19.   Mr Cank who has appeared in person has suggested to us that the delay in the service of the witness statement on him was deliberate in that Mr Borrell wished to see what he, Mr Cank, had said in his witness statement before finalising his own. All I can say with regard to that assertion is that it did not appear to find favour with the judge because he did not accept that as a true view of the facts. It seems, therefore, that that is not a basis on which we should approach this appeal.
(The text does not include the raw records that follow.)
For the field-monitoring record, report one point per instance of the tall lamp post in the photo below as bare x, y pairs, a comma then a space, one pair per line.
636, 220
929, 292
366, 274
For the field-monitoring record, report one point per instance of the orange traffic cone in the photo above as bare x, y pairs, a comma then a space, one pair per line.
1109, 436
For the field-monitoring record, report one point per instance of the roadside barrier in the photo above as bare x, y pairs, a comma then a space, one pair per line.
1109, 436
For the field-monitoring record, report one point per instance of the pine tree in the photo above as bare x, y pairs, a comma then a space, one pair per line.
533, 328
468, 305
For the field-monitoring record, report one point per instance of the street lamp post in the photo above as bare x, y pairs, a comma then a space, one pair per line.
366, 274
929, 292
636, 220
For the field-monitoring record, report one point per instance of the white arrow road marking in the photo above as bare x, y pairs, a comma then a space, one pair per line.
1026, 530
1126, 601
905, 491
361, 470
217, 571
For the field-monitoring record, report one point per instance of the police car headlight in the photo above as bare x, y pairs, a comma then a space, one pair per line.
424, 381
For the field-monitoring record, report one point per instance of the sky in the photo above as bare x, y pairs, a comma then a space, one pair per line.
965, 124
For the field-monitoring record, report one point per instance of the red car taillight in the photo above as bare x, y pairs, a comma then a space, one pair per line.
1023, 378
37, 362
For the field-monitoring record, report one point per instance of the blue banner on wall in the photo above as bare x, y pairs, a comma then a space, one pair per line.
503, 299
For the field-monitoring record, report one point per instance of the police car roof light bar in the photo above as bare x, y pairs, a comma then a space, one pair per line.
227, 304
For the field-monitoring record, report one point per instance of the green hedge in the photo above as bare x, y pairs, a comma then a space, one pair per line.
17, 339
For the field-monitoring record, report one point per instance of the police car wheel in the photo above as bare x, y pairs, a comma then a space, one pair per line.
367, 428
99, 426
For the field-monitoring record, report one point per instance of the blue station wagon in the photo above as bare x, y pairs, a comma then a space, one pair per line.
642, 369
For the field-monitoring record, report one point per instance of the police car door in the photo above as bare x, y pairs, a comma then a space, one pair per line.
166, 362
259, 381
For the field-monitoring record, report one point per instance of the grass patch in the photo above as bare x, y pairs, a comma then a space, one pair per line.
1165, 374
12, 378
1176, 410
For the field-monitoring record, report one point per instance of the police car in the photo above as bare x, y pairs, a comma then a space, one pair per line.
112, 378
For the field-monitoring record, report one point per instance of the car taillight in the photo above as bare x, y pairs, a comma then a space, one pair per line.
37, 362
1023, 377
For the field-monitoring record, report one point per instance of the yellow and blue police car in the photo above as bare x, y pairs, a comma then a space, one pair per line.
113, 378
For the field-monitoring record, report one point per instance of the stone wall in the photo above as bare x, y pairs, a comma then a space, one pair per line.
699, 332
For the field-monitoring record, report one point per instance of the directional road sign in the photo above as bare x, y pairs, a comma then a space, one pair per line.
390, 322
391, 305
20.   It seems to me that the original order of Judge Hall was wrong in principle. The breach relied on was technical in the extreme given that Mr Cank already had the witness statement of Mr Borrell in connection with the interim application. The witness statement which was required to be served on or before 23rd August was in fact delivered to Mr Cank's house on 25th or 26th August. Therefore he had what the order required him to have, albeit only two or three days late. It is true that it had not been filed with the court until 1st October but it had been filed with the court before Judge Hall struck out the defence and subsequently confirmed the strike out of the counterclaim a week later on the 7th October. There had been no suggestion that the hearing date for the trial might go off because of the late service or filing of the witness statement. It appear to be a case where there was absolutely no merit in striking out a defence which was adequately particularised and had been fully supported by the witness statement which had been in possession of Mr Cank for some time.

21.   I am puzzled, therefore, as to why it was that Judge Hall thought it appropriate to take the action he did on the footing of a letter from Mr Cank and no appearance from the defendants to the action. But the appeal we are concerned with is an appeal from the order of Judge O'Rorke, not an appeal from the order of Judge Hall. But it appears to me likewise that Judge O'Rorke erred in principle. He did not appear to have regard to the circumstances in which Judge Hall made his original order. He did not go through the checklist of matters in Rule 3.9, in particular those referred to in paragraphs (g) (h) and (i) which I quoted earlier. Had he done so, he must (I should have thought) have realised that the original sanction was unjustified when it was made but was certainly unjustified by the time the matter came before him. The trial was due to proceed on 25th and 26th November and there had been no suggestion that any late delivery or filing of the witness statement would prejudice that date.

22.   But more than that, it appears to me that Judge O'Rorke misunderstand the nature of the claim that was proceeding and the nature of the defence which Broadyard Associates had submitted. The claim which was proceeding, Mr Cank having been put to his election, was proceeding on the basis that there had been no lawful forfeiture of the lease. The acceptance that Mr Cank should have relief from forfeiture was irrelevant to that because relief from forfeiture would only become germane if the forfeiture had lawfully taken place. Therefore the judge misunderstood the nature of the defence which was put forward, it was a substantive defence to the claim for damages on the footing that the forfeiture had been unlawful.

23.   The admission of relief against forfeiture was on the footing that the forfeiture was lawful. It seems to me, therefore, that the combination of the failure to consider the position as to the justification of the original striking out and the failure to understand the nature of the defence to the claim that was being pursued was such as to make judge O'Rorke's judgment wrong in principle and to produce, in my view, an unjust result.

24.   For my part, therefore, I would allow the appeal and restore the defence in counterclaim as originally served.

25.   LORD JUSTICE MAY: I agree.

26.   MR JUSTICE FORBES: I agree.
   (Appeal allowed; defendants to pay costs of hearing in lower court; costs of both parties to be costs in the action).